Сергей улегся на верхней полке, повозился сильным телом, примяв, облежав матрас. На реке раздался гудок, Серега глянул в окно:
— Танкер: "Ленанефть" две тыщи полста пятая. У меня на ней третий штурман кент.
За окном плыл берег с избенкой на краю ельника, на реке рядом с бакеном висела на самолове казанка, мужик, свесившись, перебирался по хребтине, женщина в платке упиралась веслом.
— Вишь как: и бабу на рыбалку таскает… — Сергей еще повозился на своем матрасе, — а ты из Бахты, значит. А не такой-то будешь?
— Он самый и есть.
— Я-ясно, — протянул он, потягиваясь и удовлетворенно улыбаясь, — ну вот слушай — история тебе для рассказа.
— Я сам ачинский, — начал Сергей, — мать с отцом — крестьяне, учился в Новобирске на инженера-транспортника, распределили в Красноярский край, в Туруханскую экспедицию — трактора, вездеходы, машины — вся эта беда, что по профилям лазит… Да только, сам знаешь, одно дело лекции, другое — Туруханск. Подбаза еще у нас была на Дьявольской по Сухой Тунгуске. У нас там механика вездеходом задавило… Лет восемь я там отработал, потом экспедицию закрыли, охотился, Хагды-Хихо, гора Летний Камень, знаешь наверно. Женился, потом развелся. Потом плоты гонял. Деньги были у меня, я не то что их любил — точнее сказать: не считать любил. Потом все мне надоело, захотелось дело какое-то завернуть интересное, в вершине Курейки озеро одно взял как в аренду, решил рыбачить там, договорился с заводом одним в Новосибирске рыбу им поставлять, хотел все по-человеч-чи: я рыбачу, они платят, прилетают — денег море у них, а они то не летят, то не платят, в общем как-то все не по-моему выходило. И в общем кризис у меня в жизни настал. Ушла яркость восприятия красоты что-ли молодая. А тут в Питере был, там у меня однокашник — туристов предложил привезти на Енисей. Немцев. Деньги неплохие.
Я готовиться заранее начал, лодкой-деревяшкой занимался, палаткой, печку варить пришлось. Маршрут продумывал. А у них цель: смотреть дикую природу и фотографировать сибирских птиц, они большие любители этого дела.
Как увидел я их на пароходе, так и обомлел. Стоит Володька на палубе, а рядом… Можешь представит себе две двухсотлитровые бочки с бензином. Вот это они. Два толстых, пожилых немца. Хорст и Гисперт. Хорст — директор университета и богач, а Гисперт — попроще, из мелкого бизнеса, доделывает и перепродает какие-то болгарские матрешки, и любитель синиц, разводит их в неволе, причем один вид там какой-то. Хорст брюнет, невозмутимый, как булыган. Гисперт — увалень, выпивает литров пива каждый день, очень удивился, когда узнал, что пива только на теплоходе.

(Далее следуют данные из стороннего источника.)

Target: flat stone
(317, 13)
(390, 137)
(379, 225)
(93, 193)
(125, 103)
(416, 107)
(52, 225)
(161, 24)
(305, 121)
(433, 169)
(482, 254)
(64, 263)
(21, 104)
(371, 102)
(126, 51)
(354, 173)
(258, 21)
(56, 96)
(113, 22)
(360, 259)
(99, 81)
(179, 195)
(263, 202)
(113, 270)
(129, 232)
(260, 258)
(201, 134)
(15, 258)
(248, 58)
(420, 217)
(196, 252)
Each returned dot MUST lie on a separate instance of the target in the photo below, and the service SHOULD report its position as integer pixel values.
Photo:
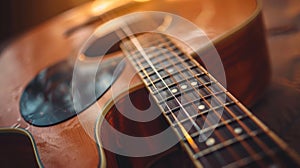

Сначала мы на Енисее побыли несколько дней, они там сибирского дрозда гнезда искали и фотографировали. Палатки-скрадки специальные, техники немерено, (в основном, правда у Хорста), телеобъектив навороченный, у него вообще все лучше и дороже было, чем у Гисперта. И он этого Гисперта — так, терпел, он для него как бич был, сам-то он — ого-го, директор университета и вообще белая кость, а тот лавочник. Я все просил Володю какую-нибудь частушку ихнюю узнать и перевести. Гисперт спел что-то, Володя заражал:
— Совсем неприличная, про фрау Марту, что-то вроде: "У фрау Марты красные трусы".
Тут Хорст тащится с фотоаппаратами. Я бормочу: "Фрау Марта, фрау Марта!", — а Володя на меня шипит — ты что, при нем нельзя такое!